[OPE-L:4966] Re: Re: causes of changes in prices of production

From: Gerald_A_Levy (Gerald_A_Levy@email.msn.com)
Date: Mon Feb 19 2001 - 14:31:27 EST

Re [OPE-L:4964-5]:

(from 4865)

>   Why discuss
>  something if the implications of the different possible
> outcomes  aren't clear and agreed-upon in advance?
> What good would  discussion do?

The debate about what can cause a change in prices of production in Marx's
theory is not primarily a debate about "implications". It is a debate about
what Marx's perspective on this topic was.

*If* there are two different interpretations which can both  bring forth
clear but contradictory evidence  (e.g. Marx said one thing very clearly in
one place but said something else and very different in another section or
source),  *then* putting the two different perspectives in a wider context
by discussing the "implications" might be in order.

In *this* case though we have a clear and unambivalent and unrefuted
statement by Marx about what can cause a change in prices of production.
Thus, *in this case*, either one side acknowledges the content of Marx's
clear statement as an expression of Marx's perspective *or* (and this is
_entirely_ legitimate) one brings forth evidence from other sections of Marx
which seem to contradict the prior evidence. If one were successful in then
showing that Marx had two very different and contradictory positions on this
issue, then one would have demonstrated that Marx's theory on this issue is
self-contradictory and logically flawed. Yet, this is not a conclusion that
the TSSI can come to without abandoning one of its key assertions (they
might say "results") about  how Marx's theory is not self-contradictory nor
logically flawed.

So -- with all respect to Paul Z -- unless an alternative reading which
shows that  Marx's very clear and unambivalent statement is, after all,
unclear and ambiguous -- then we MUST conclude that *either* AK's
perspective on what can cause a change in prices of production in Marx's
theory is erroneous *or* Marx's theory itself is erroneous.  In the presence
of such a "smoking gun" quotation, no other options exist.

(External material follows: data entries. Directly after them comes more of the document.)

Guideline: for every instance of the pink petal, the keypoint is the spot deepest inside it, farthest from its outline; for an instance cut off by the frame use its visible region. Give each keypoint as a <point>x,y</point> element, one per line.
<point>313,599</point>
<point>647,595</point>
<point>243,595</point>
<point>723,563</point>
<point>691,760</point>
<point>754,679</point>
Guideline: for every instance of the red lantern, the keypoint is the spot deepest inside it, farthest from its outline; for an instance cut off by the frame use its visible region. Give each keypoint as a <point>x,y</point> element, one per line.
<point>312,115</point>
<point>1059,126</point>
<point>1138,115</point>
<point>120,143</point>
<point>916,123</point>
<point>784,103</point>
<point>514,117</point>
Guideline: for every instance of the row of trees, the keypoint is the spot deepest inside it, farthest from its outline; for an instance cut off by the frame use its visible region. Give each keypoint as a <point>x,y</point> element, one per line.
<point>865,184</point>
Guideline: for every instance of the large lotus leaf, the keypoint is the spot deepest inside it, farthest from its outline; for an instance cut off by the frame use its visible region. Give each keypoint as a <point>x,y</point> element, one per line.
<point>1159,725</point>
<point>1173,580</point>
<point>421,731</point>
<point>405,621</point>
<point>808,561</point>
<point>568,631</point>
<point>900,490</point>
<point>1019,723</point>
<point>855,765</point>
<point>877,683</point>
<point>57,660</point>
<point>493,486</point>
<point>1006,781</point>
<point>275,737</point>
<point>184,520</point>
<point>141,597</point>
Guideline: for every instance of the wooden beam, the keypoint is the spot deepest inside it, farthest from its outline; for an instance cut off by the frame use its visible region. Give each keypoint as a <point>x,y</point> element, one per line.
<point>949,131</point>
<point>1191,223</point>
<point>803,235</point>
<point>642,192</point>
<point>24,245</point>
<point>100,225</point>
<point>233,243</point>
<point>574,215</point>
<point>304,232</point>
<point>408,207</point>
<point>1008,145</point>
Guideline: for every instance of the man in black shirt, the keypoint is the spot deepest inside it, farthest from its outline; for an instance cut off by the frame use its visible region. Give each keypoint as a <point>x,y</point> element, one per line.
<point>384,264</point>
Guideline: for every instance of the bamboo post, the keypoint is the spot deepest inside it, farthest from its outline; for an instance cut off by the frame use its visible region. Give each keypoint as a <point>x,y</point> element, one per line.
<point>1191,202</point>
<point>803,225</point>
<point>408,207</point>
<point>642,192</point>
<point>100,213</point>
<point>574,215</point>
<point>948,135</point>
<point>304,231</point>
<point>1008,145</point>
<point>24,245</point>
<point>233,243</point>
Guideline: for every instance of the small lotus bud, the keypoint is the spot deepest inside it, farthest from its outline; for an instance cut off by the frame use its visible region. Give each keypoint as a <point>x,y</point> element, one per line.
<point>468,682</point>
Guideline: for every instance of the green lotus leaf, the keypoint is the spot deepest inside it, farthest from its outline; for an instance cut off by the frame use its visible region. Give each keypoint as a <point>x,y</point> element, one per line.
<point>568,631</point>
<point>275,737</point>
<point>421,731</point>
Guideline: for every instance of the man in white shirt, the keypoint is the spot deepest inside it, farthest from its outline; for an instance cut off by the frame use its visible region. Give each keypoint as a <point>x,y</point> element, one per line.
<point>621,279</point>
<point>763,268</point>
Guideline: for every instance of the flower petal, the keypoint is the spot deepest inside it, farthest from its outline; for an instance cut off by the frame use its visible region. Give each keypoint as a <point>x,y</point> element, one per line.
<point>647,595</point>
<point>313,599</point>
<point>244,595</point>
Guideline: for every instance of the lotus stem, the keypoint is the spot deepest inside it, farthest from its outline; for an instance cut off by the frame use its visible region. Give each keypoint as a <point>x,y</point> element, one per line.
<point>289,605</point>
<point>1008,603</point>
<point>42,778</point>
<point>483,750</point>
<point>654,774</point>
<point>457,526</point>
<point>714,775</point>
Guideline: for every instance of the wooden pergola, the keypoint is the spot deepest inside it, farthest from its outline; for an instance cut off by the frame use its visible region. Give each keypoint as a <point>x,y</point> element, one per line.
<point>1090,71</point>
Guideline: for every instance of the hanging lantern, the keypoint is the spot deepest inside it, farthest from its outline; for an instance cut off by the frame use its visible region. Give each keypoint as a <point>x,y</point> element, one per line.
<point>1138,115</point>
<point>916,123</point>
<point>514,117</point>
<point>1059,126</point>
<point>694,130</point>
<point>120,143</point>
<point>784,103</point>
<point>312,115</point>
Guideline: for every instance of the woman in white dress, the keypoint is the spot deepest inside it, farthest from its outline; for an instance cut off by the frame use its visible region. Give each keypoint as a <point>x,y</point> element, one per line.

What is perhaps *most* interesting about this situation is *how rarely*
there is a definitive quotation (a "smoking gun") from Marx that settles a
textual debate. And, let us not forget, this is and must be first and
foremost a textual debate since it is a debate not about the validity of
different concepts of prices of production but is rather exclusively about
different interpretations of Marx's theory.